Dove sia Bin Laden, però, nessuno lo sa con certezza. C'è chi evoca la pista del vicino confine pachistano (pista cui il presidente Pervez Musharraf ha peraltro ribadito ieri a una delegazione di senatori americani di non credere) e chi, come il ministro degli esteri afghano Abdullah Abdullah, ritiene che possa essere ancora rintanato tra le montagne di Tora Bora. E proprio a Tora Bora ieri sera sono tornati in azione circa 80 marines.

L'unica testimonianza di un contatto recente con il principe del terrore è venuta in queste ore da un esponente islamico-radicale pachistano, Javed Ibrahim Paracha. Paracha ha raccontato di aver incontrato alcuni seguaci di Bin Laden nelle aree tribali del Pakistan (dove in effetti le forze speciali pachistane hanno catturato nelle ultime settimane circa 350 «arabi») e di aver raggiunto con alcuni di loro persino un rifugio nella zona di Tora Bora. Da questo rifugio avrebbe poi assistito a una telefonata tra uno dei miliziani che era con lui e Bin Laden.

«Osama è vivo e continua a dare ordini», ha affermato Paracha, aggiungendo di ritenere che lo sceicco parlasse da un luogo non lontano.

Gli americani, da parte loro, assicurano di non voler dare tregua. Le ricerche restano concentrate a Tora Bora e la zona nei dintorni di Khost: roccaforte di Bin Laden fin da quando, nei primi anni '80, l'allora giovane guerrigliero-miliardario saudita vi impiantò il suo primo campo di addestramento realizzato con la benedizione dei servizi segreti pachistani e della Cia ai tempi della battaglia comune contro l'invasione russa.

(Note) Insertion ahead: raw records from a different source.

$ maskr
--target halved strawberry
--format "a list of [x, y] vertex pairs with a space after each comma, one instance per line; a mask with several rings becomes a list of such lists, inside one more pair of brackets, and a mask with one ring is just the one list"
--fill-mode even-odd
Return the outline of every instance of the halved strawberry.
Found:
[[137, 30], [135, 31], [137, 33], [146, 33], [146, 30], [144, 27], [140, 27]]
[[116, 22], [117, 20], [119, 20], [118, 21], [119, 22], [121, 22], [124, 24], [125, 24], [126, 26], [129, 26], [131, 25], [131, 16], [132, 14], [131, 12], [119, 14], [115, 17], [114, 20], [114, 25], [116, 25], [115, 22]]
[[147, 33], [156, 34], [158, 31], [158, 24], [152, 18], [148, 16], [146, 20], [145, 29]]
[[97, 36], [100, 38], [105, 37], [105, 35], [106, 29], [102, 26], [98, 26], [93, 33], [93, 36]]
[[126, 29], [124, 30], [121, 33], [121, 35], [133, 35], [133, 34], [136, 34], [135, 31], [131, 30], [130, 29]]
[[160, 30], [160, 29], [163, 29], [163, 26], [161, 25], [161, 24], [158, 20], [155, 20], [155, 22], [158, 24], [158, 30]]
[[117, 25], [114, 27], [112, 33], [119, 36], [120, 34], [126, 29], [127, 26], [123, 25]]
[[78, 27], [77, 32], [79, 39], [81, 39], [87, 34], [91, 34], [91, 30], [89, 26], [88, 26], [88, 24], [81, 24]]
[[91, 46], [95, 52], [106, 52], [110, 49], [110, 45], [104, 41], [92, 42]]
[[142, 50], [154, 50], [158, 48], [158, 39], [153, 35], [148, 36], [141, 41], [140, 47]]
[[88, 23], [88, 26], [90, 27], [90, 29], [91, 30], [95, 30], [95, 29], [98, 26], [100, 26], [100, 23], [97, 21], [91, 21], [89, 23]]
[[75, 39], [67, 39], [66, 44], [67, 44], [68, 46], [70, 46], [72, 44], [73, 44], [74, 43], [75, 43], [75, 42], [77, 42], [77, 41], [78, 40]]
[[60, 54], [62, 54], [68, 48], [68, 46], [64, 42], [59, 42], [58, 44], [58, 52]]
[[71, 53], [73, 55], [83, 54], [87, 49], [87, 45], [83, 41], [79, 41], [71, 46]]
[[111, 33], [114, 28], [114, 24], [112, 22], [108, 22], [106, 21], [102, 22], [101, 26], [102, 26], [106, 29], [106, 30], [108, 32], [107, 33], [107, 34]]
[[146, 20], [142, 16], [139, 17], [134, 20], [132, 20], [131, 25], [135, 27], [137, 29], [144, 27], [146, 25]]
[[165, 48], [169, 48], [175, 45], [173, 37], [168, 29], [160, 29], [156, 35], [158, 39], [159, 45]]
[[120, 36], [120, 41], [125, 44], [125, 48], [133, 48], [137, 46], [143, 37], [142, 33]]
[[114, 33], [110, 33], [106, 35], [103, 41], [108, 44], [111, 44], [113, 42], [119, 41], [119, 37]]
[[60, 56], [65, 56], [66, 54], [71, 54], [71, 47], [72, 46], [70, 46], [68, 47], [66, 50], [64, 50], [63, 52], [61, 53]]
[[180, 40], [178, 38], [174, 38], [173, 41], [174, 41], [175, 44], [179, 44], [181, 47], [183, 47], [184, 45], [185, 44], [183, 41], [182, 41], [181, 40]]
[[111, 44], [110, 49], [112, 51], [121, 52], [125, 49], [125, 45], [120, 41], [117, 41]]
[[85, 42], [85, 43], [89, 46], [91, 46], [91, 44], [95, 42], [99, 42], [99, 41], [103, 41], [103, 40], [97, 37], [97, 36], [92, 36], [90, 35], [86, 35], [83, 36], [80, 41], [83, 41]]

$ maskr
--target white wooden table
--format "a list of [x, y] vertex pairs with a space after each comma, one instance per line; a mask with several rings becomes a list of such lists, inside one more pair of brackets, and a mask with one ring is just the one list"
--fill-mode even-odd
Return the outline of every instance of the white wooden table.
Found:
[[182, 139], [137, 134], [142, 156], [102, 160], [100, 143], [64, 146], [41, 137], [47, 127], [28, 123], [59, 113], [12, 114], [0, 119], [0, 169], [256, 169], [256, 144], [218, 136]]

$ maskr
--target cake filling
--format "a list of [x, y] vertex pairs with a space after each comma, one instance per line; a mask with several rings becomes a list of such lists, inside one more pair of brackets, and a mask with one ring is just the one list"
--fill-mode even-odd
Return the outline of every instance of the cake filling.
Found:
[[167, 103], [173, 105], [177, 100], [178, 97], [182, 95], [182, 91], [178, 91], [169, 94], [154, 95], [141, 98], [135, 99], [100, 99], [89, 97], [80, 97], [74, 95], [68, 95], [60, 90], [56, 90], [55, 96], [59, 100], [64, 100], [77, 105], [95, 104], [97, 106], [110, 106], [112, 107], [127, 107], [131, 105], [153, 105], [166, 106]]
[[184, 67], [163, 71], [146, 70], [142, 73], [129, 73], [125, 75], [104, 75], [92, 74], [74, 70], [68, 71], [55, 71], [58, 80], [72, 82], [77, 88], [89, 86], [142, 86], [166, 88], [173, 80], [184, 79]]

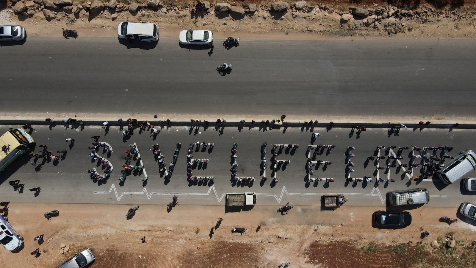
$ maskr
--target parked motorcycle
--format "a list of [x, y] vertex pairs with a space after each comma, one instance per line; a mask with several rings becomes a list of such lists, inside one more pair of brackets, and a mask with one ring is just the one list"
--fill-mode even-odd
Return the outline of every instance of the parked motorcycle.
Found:
[[441, 222], [446, 222], [448, 224], [448, 225], [451, 225], [451, 224], [454, 222], [457, 222], [458, 219], [455, 218], [450, 218], [446, 216], [443, 216], [438, 219], [438, 220]]
[[51, 210], [45, 213], [45, 217], [50, 219], [50, 218], [51, 217], [56, 217], [60, 215], [60, 212], [58, 210]]
[[228, 37], [226, 40], [223, 41], [223, 46], [227, 49], [230, 49], [231, 47], [238, 47], [239, 45], [238, 42], [239, 41], [239, 38], [233, 38]]
[[78, 32], [75, 30], [64, 30], [63, 29], [63, 36], [67, 39], [69, 39], [69, 37], [74, 37], [75, 39], [78, 38]]
[[286, 212], [286, 213], [287, 213], [288, 211], [289, 211], [291, 208], [292, 208], [294, 207], [294, 206], [289, 206], [289, 202], [288, 202], [286, 203], [286, 205], [278, 208], [278, 212], [283, 212], [283, 213]]
[[233, 67], [233, 65], [231, 64], [228, 64], [225, 63], [223, 63], [220, 64], [220, 66], [217, 67], [217, 71], [218, 72], [224, 72], [225, 71], [231, 71], [231, 68]]
[[246, 228], [240, 228], [239, 227], [234, 227], [231, 228], [232, 233], [239, 233], [240, 234], [243, 234], [243, 233], [246, 232], [248, 229]]

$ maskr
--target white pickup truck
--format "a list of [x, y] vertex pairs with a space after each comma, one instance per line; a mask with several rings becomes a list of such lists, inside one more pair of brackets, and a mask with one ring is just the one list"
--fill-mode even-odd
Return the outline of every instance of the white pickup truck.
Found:
[[227, 194], [227, 206], [244, 206], [256, 205], [256, 193]]

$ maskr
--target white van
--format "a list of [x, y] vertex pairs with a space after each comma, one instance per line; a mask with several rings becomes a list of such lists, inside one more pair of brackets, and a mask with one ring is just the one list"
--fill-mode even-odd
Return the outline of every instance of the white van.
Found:
[[471, 150], [461, 154], [445, 165], [437, 174], [443, 183], [450, 184], [462, 178], [476, 168], [476, 154]]
[[0, 216], [0, 243], [10, 251], [15, 251], [23, 245], [23, 237], [18, 235], [7, 221], [5, 215]]
[[430, 195], [426, 189], [417, 188], [388, 192], [388, 202], [392, 206], [405, 206], [426, 204]]
[[159, 26], [147, 21], [123, 21], [118, 26], [118, 37], [146, 42], [159, 41]]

L'intera area è stata sottoposta ieri a una nuova ondata di bombardamenti da parte dei jet americani, che tentano di far uscire i fuggitivi allo scoperto e di tagliare la strada verso il Pakistan. Con le autorità di Islamabad c'è collaborazione: ieri Washington ha confermato le notizie già emerse nei giorni scorsi sull'apertura dei confini pachistani ai marines. Dubbi ci sono però sull'atteggiamento della gente delle aree tribali di confine.

Più facile della sfida con al Qaida si sta invece rivelando la resa dei conti con quel che rimane dei talebani. Se la guida suprema, mullah Omar, è ancora alla macchia, diversi notabili si sono arresi nelle mani del nuovo governatore di Kandahar, Haji Gul Aga. Tra loro tre ex ministri: il mullah Obaidullah, già responsabile della difesa, il mullah Sauddin, delle miniere e dell'industria, e lo spietato mullah Turabi, della giustizia. Nessuno di loro è stato arrestato: «Questi taleban non sono criminali, almeno fino a quando il popolo afghano non li accuserà di crimini», ha detto oggi un rappresentante del governatore.

In manette è invece finito l'ex portavoce di Omar, Abdul Hayee Motmain, già trasferito dagli afghani nel campo di internamento americano di Kandahar dove sono reclusi più di 300 prigionieri. Da lui Cia ed Fbi si aspettano qualche informazione buona sull'ultimo nascondiglio del mullah.